Just now, Electronics Wizardy said:

They should do the work fine, its just a system with a gpu.

Why not try it?

If you want to help, your probably better off donating money than paying for the aws time. Then let them decide if thats the best use of their. Also there is a good amount of markup, so thats why there getting 1/2 of the performance for the price.

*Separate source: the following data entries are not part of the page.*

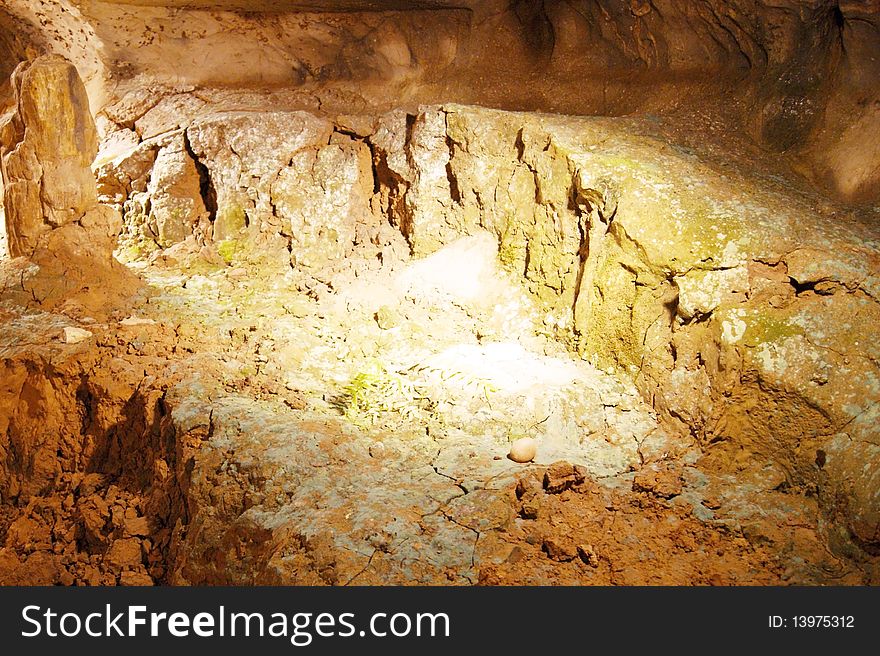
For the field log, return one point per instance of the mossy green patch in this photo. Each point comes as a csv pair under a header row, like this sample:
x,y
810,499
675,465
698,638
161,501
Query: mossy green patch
x,y
763,327
229,250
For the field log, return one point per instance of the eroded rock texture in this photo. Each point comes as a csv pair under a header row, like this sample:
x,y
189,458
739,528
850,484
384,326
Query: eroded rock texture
x,y
355,288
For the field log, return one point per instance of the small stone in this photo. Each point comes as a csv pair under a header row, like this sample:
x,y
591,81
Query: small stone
x,y
136,321
523,450
586,554
387,318
125,553
74,335
561,476
138,526
559,550
662,484
138,578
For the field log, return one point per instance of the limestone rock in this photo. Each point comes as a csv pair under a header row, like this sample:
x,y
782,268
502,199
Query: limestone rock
x,y
176,206
74,335
561,476
244,153
48,148
523,449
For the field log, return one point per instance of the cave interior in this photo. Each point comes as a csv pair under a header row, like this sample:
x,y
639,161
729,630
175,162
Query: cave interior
x,y
439,292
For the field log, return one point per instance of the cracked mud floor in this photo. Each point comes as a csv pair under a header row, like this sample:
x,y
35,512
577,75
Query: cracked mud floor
x,y
351,427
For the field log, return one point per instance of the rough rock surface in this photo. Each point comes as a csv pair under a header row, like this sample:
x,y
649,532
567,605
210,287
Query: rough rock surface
x,y
719,291
346,296
52,214
798,75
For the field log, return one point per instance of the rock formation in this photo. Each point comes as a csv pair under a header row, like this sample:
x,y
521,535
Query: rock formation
x,y
348,289
52,214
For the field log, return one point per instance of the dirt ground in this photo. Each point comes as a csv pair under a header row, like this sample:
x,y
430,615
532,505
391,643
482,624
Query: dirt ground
x,y
112,479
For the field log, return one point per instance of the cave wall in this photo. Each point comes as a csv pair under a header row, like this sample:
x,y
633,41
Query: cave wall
x,y
800,76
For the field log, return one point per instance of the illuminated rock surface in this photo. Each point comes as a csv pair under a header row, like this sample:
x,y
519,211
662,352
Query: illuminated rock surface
x,y
348,290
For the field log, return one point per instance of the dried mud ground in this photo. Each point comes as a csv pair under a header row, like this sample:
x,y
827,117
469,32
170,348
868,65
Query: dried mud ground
x,y
246,425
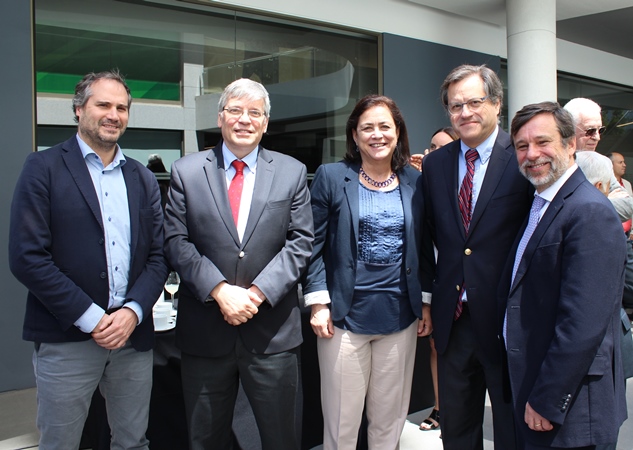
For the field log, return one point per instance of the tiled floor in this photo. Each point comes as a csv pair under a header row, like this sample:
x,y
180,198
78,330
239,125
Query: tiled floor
x,y
17,425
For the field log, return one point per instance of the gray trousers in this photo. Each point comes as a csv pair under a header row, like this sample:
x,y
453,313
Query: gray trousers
x,y
67,375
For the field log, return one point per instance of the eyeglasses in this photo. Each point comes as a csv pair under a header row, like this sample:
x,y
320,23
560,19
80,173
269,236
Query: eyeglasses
x,y
238,112
474,104
591,132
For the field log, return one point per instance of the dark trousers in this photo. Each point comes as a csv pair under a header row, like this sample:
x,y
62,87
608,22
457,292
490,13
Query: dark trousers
x,y
464,374
210,387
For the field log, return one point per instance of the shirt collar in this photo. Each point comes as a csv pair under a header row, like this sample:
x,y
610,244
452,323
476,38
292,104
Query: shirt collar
x,y
485,148
119,159
549,193
229,157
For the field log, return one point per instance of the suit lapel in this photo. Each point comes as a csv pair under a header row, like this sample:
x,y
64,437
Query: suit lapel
x,y
499,159
406,191
216,177
77,167
350,190
132,185
263,184
553,210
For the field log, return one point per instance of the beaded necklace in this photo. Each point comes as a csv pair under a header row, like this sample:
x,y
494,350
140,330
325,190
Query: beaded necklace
x,y
378,184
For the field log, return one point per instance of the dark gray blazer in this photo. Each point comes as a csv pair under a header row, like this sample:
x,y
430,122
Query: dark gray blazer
x,y
335,209
202,244
564,326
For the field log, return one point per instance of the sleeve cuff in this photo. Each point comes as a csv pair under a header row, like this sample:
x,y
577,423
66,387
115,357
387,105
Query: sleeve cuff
x,y
316,298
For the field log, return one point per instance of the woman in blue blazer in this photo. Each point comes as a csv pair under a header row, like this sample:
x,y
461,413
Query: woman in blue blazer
x,y
363,281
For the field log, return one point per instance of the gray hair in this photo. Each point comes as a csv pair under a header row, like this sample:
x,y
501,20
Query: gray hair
x,y
492,84
595,166
83,89
245,88
582,106
562,117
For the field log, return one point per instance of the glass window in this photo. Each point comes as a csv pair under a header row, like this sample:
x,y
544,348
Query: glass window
x,y
186,53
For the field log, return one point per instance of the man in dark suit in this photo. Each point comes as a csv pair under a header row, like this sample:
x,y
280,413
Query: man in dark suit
x,y
562,321
239,232
473,242
86,239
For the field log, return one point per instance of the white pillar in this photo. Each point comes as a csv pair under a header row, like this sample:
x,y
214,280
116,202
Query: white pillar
x,y
531,26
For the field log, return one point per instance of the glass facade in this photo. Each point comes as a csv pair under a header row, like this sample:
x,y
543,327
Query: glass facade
x,y
176,54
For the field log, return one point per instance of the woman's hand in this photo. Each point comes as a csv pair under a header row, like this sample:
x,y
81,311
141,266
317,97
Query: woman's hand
x,y
321,321
425,327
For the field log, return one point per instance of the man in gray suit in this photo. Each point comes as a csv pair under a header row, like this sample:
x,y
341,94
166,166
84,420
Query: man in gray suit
x,y
239,232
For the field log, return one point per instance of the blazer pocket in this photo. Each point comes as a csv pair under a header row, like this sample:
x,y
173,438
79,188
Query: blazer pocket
x,y
279,203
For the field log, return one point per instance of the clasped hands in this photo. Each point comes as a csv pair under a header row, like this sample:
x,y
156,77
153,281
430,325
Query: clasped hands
x,y
113,330
238,305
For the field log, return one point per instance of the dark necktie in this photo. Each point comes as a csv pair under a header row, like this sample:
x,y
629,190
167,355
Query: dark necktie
x,y
465,208
235,189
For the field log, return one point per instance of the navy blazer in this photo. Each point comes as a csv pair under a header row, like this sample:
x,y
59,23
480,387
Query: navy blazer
x,y
56,244
477,260
563,335
202,244
336,222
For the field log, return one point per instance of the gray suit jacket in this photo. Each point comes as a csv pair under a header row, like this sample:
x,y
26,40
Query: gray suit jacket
x,y
202,244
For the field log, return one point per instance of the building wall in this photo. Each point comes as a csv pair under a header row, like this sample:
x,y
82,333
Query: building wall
x,y
16,128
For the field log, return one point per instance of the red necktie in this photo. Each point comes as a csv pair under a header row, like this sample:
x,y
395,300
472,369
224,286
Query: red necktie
x,y
465,208
235,189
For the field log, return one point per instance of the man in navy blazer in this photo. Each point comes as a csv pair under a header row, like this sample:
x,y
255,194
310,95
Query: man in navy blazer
x,y
470,262
86,239
238,311
563,308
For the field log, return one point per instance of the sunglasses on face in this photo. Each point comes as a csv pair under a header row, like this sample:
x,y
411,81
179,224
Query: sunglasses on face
x,y
591,132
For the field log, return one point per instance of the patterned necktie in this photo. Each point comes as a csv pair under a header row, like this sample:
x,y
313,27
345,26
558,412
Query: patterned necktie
x,y
535,212
235,189
465,208
466,190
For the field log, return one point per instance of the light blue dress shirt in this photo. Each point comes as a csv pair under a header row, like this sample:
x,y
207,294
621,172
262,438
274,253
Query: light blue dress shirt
x,y
111,191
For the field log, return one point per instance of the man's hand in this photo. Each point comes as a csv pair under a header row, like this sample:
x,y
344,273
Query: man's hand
x,y
237,304
321,321
114,330
416,160
535,421
425,327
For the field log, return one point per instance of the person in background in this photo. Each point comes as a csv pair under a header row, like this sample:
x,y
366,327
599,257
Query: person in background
x,y
86,239
239,230
363,281
475,202
438,139
564,284
589,130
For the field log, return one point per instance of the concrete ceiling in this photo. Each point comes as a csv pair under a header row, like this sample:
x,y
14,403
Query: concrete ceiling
x,y
605,25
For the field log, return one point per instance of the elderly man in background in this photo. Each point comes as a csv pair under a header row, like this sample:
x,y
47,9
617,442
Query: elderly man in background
x,y
562,317
588,126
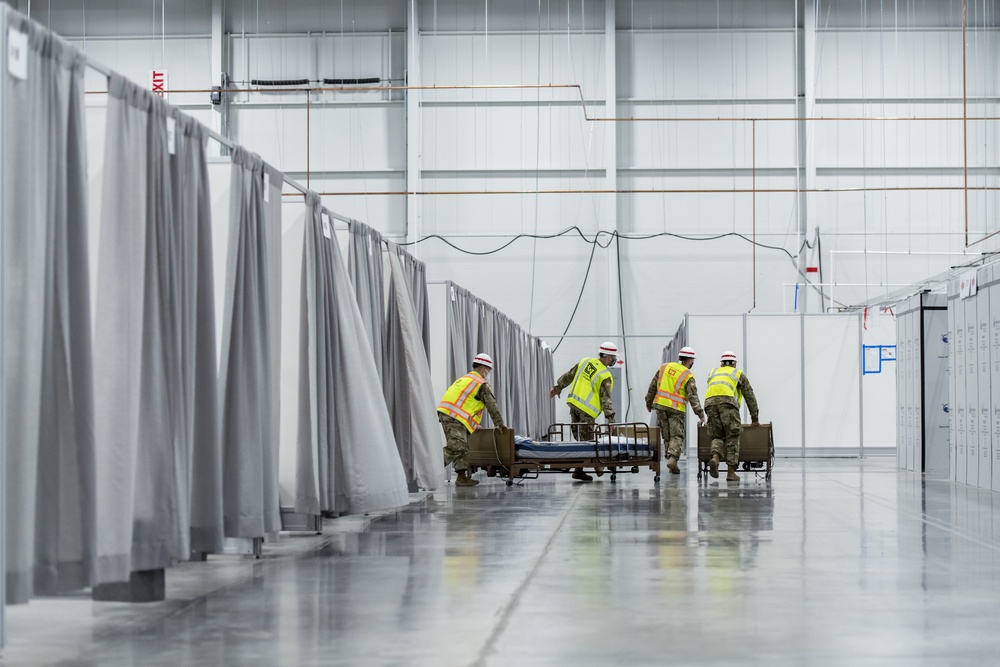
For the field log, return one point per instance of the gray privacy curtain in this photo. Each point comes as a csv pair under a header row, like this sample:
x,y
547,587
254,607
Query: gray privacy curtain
x,y
47,362
407,381
347,460
248,396
400,338
155,372
367,274
415,273
522,364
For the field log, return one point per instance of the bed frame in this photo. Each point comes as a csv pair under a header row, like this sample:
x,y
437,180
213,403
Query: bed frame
x,y
493,451
756,449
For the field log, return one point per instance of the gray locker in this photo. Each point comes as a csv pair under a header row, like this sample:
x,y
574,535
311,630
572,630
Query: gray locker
x,y
935,372
994,293
984,376
952,372
959,412
923,386
972,389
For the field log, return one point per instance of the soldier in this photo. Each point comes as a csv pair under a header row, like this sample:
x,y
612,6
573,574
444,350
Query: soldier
x,y
591,394
460,413
669,393
726,386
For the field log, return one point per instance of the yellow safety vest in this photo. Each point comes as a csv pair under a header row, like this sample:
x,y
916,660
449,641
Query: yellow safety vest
x,y
461,403
672,389
586,392
725,381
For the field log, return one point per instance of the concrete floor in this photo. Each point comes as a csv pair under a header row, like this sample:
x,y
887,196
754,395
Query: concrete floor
x,y
834,562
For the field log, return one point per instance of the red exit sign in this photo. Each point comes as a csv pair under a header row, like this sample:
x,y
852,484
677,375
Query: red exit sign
x,y
158,82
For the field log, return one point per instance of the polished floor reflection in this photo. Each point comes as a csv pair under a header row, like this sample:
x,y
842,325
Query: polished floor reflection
x,y
833,562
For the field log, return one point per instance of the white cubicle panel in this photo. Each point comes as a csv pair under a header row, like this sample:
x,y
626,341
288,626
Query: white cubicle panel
x,y
710,336
832,414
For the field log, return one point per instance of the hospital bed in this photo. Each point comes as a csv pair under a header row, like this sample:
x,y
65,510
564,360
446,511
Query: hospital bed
x,y
756,449
616,448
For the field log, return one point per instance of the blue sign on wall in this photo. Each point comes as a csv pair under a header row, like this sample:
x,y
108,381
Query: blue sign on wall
x,y
873,356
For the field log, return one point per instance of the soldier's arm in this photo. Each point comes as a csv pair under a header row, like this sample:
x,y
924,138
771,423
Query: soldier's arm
x,y
749,397
487,397
651,392
564,380
606,405
693,400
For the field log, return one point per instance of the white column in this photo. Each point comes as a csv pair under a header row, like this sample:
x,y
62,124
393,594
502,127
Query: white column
x,y
414,139
219,64
3,327
608,221
807,154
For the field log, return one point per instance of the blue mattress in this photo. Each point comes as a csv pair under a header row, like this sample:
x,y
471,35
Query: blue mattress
x,y
526,448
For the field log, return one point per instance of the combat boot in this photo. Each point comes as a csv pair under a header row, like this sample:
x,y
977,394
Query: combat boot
x,y
463,479
713,466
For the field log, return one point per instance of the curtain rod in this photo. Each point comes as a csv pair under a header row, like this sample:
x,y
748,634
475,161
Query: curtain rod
x,y
229,143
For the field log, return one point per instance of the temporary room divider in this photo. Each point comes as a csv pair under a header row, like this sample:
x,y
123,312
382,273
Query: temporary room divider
x,y
251,348
522,374
49,434
346,459
400,336
155,376
407,383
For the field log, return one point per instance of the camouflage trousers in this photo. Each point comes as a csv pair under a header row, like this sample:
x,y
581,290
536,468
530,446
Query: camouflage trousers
x,y
725,427
673,427
583,428
456,446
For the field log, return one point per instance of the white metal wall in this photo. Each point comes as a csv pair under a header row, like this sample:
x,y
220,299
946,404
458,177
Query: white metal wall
x,y
806,374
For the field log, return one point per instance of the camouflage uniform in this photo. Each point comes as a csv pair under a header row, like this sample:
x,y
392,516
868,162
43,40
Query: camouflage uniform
x,y
673,423
583,424
724,424
456,447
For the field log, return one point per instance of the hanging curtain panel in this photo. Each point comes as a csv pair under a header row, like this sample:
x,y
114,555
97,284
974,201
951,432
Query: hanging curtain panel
x,y
522,374
347,455
199,465
154,295
50,486
409,393
415,273
247,380
367,275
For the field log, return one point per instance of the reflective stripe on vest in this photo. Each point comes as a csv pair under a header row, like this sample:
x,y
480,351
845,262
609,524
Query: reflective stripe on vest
x,y
460,401
586,392
671,392
724,381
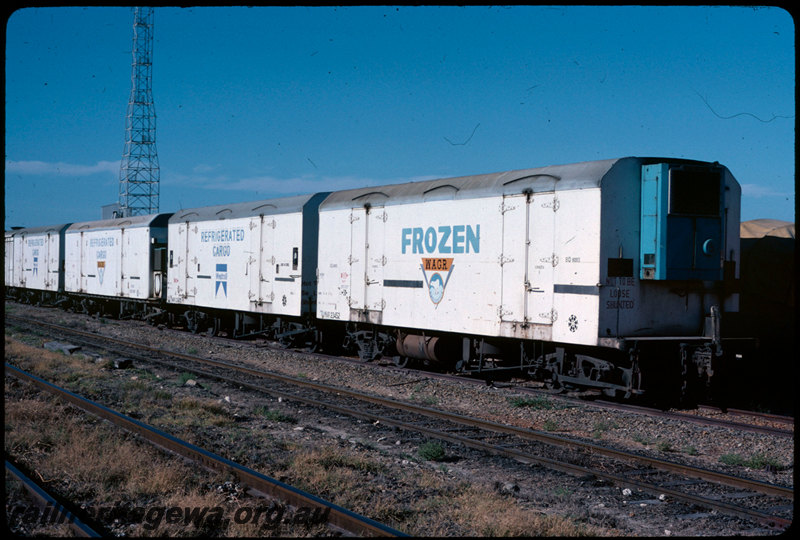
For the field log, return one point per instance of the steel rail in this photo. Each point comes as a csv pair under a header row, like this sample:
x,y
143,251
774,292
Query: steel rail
x,y
338,517
708,475
525,433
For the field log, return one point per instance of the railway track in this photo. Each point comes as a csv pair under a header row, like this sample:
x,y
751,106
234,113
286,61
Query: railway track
x,y
52,510
339,519
768,504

Also what are your power prices? You would have to have very high power prices for a 2080ti to coast $.27 a hour in power to run

I don't have a voltmeter so I'm estimating the cost of running my own GPU -- I'm guessing the cost of running my system full bore to be about 500 watts on the high end. That's about 360 kwh a month to keep it going 24/7. At my local pricing ($.12 per kwh), that's about 40 bucks a month. At that pricing, I could run an AWS instance at $.27 for roughly 7 days.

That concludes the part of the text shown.